Population
Population — distribution · growth · sex ratio · literacy
Story hook
On 14 April 2023, the UN Population Fund (UNFPA) published its World Population Dashboard. Buried in the data was a single number that ended a 200-year-old global ordering: India's population was estimated at 1.4286 billion, surpassing China's 1.4257 billion. For the first time since record-keeping began, India became the world's most populous country. China had been first since at least 1750 — before steam engines, before Mughal decline, before the British colonial census of 1872. Now, on a Friday afternoon in 2023, that flipped.

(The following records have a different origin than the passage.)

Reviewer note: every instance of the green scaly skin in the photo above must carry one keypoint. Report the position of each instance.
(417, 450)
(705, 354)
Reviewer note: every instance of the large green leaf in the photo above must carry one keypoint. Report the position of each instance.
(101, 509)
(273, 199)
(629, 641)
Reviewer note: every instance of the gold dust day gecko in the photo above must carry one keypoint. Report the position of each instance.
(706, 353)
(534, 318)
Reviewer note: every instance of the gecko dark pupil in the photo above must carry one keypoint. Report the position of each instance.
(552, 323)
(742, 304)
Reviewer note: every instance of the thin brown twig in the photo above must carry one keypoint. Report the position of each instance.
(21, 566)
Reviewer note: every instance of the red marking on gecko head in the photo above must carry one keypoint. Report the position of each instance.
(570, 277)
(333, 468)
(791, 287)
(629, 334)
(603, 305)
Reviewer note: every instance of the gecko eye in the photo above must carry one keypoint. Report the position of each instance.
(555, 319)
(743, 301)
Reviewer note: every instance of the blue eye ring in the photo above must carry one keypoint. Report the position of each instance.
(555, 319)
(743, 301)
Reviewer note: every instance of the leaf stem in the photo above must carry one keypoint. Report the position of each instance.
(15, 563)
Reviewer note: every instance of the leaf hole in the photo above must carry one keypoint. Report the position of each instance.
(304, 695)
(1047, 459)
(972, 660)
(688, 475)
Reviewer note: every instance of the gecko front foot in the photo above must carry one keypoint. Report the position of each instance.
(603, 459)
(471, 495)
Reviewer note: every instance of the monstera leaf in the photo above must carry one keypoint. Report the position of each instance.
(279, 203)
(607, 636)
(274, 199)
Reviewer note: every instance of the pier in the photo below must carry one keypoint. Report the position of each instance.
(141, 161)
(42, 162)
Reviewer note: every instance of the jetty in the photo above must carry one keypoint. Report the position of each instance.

The transition was visible in the demographics: China's working-age population had peaked in 2014 and is shrinking by 6 million per year. India's is still growing — projected to peak around 2050. This is India's demographic dividend: a 30-year window (approximately 2010-2040) in which the working-age population exceeds the dependent population at a ratio India will never see again.
But the headline conceals deep complexity. Kerala has a Total Fertility Rate (TFR) of 1.5 (sub-replacement, like Italy or Spain), while Bihar has 3.0 (well above replacement). Kerala's literacy is 94%, Bihar's 62%. UP alone (240 million) has more people than Brazil. Sex ratio at birth has improved from 914 (2011) to 933 (NFHS-5, 2019-21) but remains skewed against girls. The 2011 Census is now 15 years old — India should have had the 2021 Census but it has been postponed; the 2026 Census is underway. India is not one population — it is several, overlapping.
This file maps the canonical numbers — distribution, growth, sex ratio, literacy — that UPSC tests every year, plus the underlying patterns and policy debates.
Why this matters for UPSC
Population data appears in GS-I (Indian society, geography) and GS-II (governance — Census, women & children) routinely. Prelims has tested specific numbers (TFR, literacy, sex ratio) in 2014, 2017, 2019, 2021, 2022, 2024. Mains demands analytical depth on demographic dividend, gender inequality, regional disparity. Interview boards probe demographic dividend vs disaster and migration politics.